Revenue Commissioners and Accenture strike new deal


12 May 2004

NICE – Tax evasion and the exploitation of complex tax loopholes that have dogged Ireland for the past few decades may soon be eradicated through the deployment of new technology jointly developed by the Irish Revenue Commissioners and Accenture. New knowledge discovery technology ties together disparate forms of information that would embarrass even the wiliest tax dodger.

At a briefing today in Accenture’s R&D centre at Sophia Antipolis in the South of France, Accenture executives revealed that the Irish Revenue Commissioners, after visiting the centre, worked with the consultancy to deploy a technology that would give Revenue workers greater intelligence when performing tax audits.

Accenture previously worked with the Irish Revenue Commissioners to build its Revenue Online Service (ROS), which is responsible for €4.8bn in taxes being collected annually from some 300,000 businesses and individuals around the country. Accenture has since rebadged the system and sold elements of it to the French Government.

According to Mark Illsley, European labs director at Sophia Antipolis, Accenture and the Revenue Commissioners have developed a proof of concept based on Accenture’s Knowedge Discovery Tool. The technology, known in Revenue circles as “Profiler” is a knowledge integration application that probes multiple data repositories and displays knowledge as a single, holistic web. It goes beyond basic web search engines by enabling Revenue executives to see relationships between pieces of information that they never knew existed.

In building Profiler, the Accenture and Revenue development team added to an existing user interface developed by US firm TheBrain, with extra security, data access, data integration, and transformation rules as well as various tax compliance and risk profiles.
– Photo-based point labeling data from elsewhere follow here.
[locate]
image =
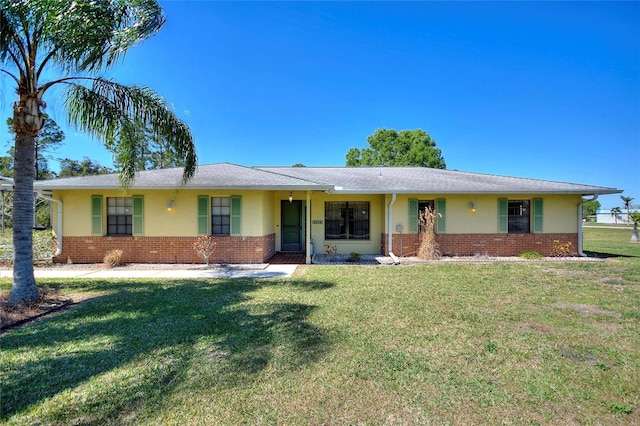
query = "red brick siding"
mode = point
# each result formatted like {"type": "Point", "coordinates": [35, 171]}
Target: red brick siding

TheBrain is a context-driven visual technology that shows relationships between information, replacing traditional file and folder hierarchies that unnaturally separate information.

In addition to trawling Revenue’s data warehouse, provisions for internet searches via third party systems were also built in, including information such as directorships, tax performance, credit history, payment and compliance patterns as well as background and other external information linked together.

It is understood that the Irish Revenue Commissioners executive may use the Profiler to drill further on a particular link to pursue specific avenues of investigation.

The technology gives Revenue executives a better understanding of taxpayer cases under investigation. It is also understood to be of particular interest to Revenue auditors and debt collection officials seeking to improve their understanding of a case where Revenue is at risk, as well as for individuals dealing with larger and more complex taxpayers.

Just as with the ROS, Accenture has separately packaged the original proof of concept to create a customisable template known as “Case Crawler” for police, defence, ordinary businesses, legal firms, immigration authorities and other government bodies around the world.